Behind the garden, Reed Hildebrand calls for 4-feet-tall walls that will be hidden amid greenery to lessen their visual impact. Crossing the streets and buildings surrounding The Alamo, the boundary of the original Mission will be preserved through a slight depression that lowers the entire historic landscape. Access will be provided through sloping walkways and steps. For Hilderbrand, the visitor experience came first and security is designed to enhance that experience.
In a Q&A moderated by Jess Zimbabwe, principal at Plot Strategies, conversation veered towards the now-ubiquitous use of cameras, as well as the growing use of artificial intelligence-based facial recognition technology, and what these technologies mean for privacy in the public realm. As protesters in Hong Kong use face masks, hats, projectors, and other tactics to evade identification by street and building cameras, the question is how to balance security with personal privacy.

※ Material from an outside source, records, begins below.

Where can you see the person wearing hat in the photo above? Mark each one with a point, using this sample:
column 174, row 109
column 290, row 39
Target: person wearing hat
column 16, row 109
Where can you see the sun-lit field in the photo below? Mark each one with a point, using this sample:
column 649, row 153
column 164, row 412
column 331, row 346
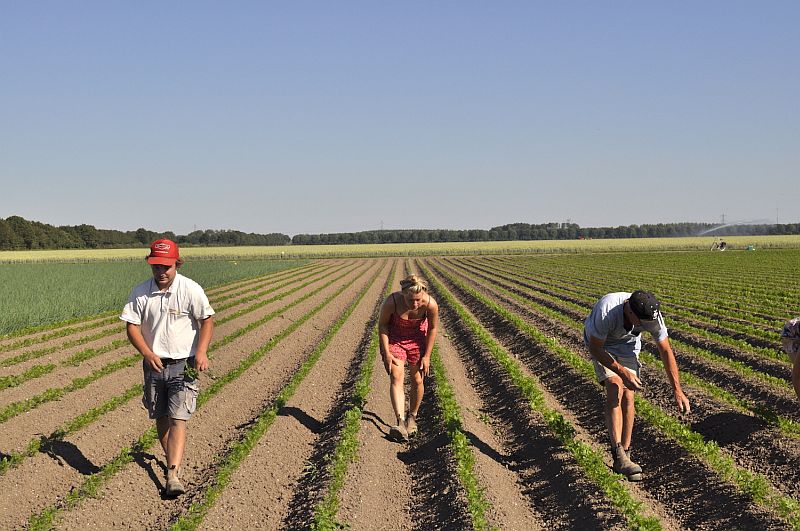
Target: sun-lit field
column 700, row 243
column 293, row 416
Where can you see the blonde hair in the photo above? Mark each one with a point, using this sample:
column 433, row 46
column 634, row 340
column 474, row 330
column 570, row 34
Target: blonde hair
column 413, row 284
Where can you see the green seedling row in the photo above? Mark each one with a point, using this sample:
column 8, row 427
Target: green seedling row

According to Kline, the department of homeland security isn’t using facial recognition technologies in federal buildings. But that doesn’t mean that isn’t coming sometime soon. The United Kingdom and Israel are currently leaders in “sophisticated invisible security,” and other countries are studying how they do it.
In some cases, the technology-based security measures are integrated into other systems. For example, London’s congestion pricing system, which uses cameras to track vehicles that enter into London’s inner core and then charge vehicle owners for access, is really “about monitoring vehicles” and tracking people, said Zimbabwe.
Silberberg then made a final point worth highlighting: “we must stop reacting to the last threat.” Many cities design and implement security solutions for what crisis has just happened, perhaps overreacting and reducing freedom of movement in the process. As communities navigate a world of changing threats, public and private partners must work together to create “flexible and adaptable public spaces” that can meet shifting security requirements.